Doch ob das Unternehmen zumindest diesen kleinen Aufschwung fortsetzen kann, ist fraglich. Für das aktuelle Geschäftsjahr will Interimschef Frick keine Prognose abgeben: "Der Krieg in der Ukraine und die verstärkten Lieferkettenprobleme sowie ein massiver Kostendruck werden 2022 große Belastungen für unser Geschäft bringen, die sich aktuell noch nicht abschätzen lassen", sagte er. Sollten sich die Rahmenbedingungen stabilisieren, könnte Mahle 2023 wieder Gewinn machen.

In vier Jahren hat Mahle die Zahl der Beschäftigten um rund zehn Prozent reduziert

Dabei fährt das Stuttgarter Unternehmen schon länger einen rigiden Sparkurs. Vor vier Jahren arbeiteten weltweit noch knapp 80 000 Menschen für den Konzern, im vergangenen Jahr ist die Zahl noch einmal um 900 auf aktuell 71 300 geschrumpft.
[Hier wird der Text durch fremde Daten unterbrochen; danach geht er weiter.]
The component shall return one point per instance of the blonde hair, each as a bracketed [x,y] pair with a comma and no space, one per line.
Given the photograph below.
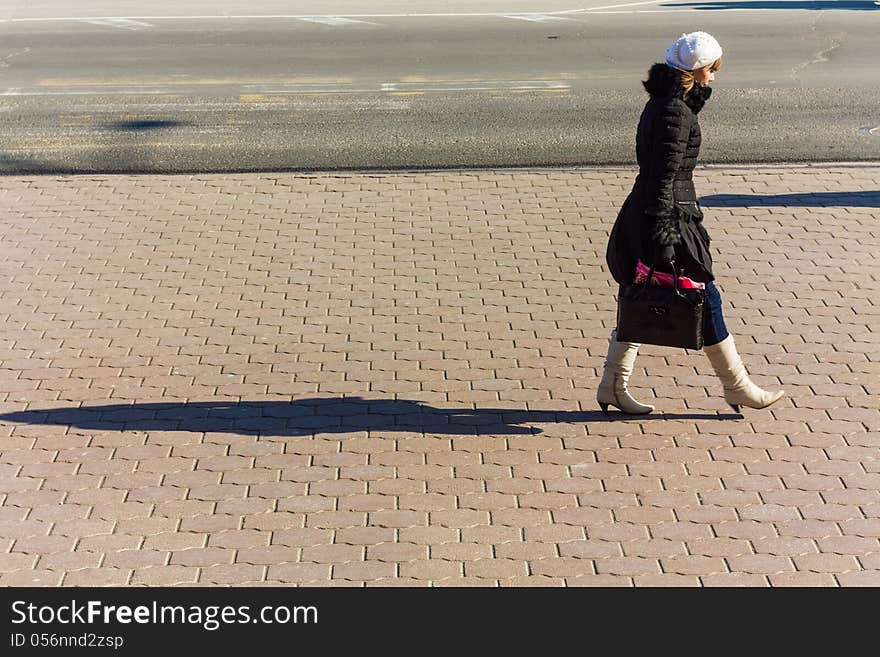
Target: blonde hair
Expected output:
[687,77]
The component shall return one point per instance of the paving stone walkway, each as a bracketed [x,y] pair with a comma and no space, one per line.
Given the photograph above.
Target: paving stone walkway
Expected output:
[388,379]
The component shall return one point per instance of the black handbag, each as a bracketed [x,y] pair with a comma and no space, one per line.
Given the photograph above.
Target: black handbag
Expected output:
[661,315]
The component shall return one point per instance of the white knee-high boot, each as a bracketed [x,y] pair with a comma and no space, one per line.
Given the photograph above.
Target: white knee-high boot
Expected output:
[738,387]
[618,368]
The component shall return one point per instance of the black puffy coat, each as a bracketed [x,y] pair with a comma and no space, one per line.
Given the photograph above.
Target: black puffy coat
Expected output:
[662,208]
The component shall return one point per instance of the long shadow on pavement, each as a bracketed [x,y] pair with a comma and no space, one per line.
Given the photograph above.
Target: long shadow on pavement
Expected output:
[316,415]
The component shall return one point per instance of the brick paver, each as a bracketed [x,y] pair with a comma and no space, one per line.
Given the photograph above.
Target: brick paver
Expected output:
[388,379]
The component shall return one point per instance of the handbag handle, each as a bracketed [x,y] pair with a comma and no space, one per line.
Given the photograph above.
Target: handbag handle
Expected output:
[674,278]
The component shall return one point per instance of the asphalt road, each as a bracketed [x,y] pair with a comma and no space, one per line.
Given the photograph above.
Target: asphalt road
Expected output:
[234,86]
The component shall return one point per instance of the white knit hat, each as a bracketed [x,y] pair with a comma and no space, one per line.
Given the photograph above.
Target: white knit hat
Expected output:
[692,51]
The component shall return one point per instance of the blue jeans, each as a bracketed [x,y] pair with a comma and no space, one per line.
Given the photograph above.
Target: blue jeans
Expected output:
[714,329]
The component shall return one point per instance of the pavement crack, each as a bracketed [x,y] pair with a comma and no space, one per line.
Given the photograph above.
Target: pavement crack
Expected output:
[822,56]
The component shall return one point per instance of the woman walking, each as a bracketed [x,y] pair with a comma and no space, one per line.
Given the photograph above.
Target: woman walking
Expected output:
[661,222]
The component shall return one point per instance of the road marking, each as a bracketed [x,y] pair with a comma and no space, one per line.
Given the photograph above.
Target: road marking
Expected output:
[122,23]
[260,92]
[334,21]
[537,18]
[496,14]
[4,61]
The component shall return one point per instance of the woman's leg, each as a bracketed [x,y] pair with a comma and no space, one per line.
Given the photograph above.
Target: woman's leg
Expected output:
[618,368]
[721,350]
[714,328]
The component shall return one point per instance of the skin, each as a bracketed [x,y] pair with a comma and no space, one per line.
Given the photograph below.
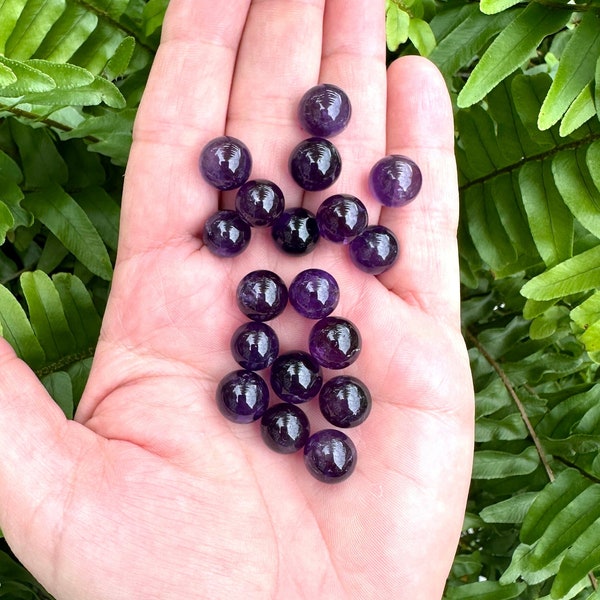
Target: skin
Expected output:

Mit sogenannten Freiwilligenprogrammen versucht Mahle, Mitarbeiter etwa über Abfindungen zum Kündigen zu bewegen. Das werde "gut angenommen" sagte Personalchefin Anke Felder, ohne genaue Zahlen nennen zu wollen. An einzelnen Standorten werden Bereiche geschlossen, Ende des Jahres soll zum Bespiel die Gießerei in Zell südlich von Freiburg dichtmachen, betroffen sind dort rund 50 Beschäftigte.

Noch macht Mahle etwa vierzig Prozent seines Geschäfts mit Teilen für Verbrennungsmotoren, dort ist man bei einzelnen Produkten Marktführer. Aber: "Der Verbrenner-Kuchen wird kleiner", weiß auch Frick. Gleichzeitig gebe es rund um die E-Mobilität "eine sehr hohe Zahl an Wettwerbern, die in diesen Markt hineindrängt". Und größere Konkurrenz bedeutet eben auch, dass die Margen nicht so hoch sind wie im klassischen Verbrenner-Geschäft. Zwar will Mahle bis 2030 drei Viertel seines Umsatzes abseits von Benzinern und Dieseln machen, doch ob das reicht, um langfristig wieder Gewinne zu erzielen, bleibt abzuwarten.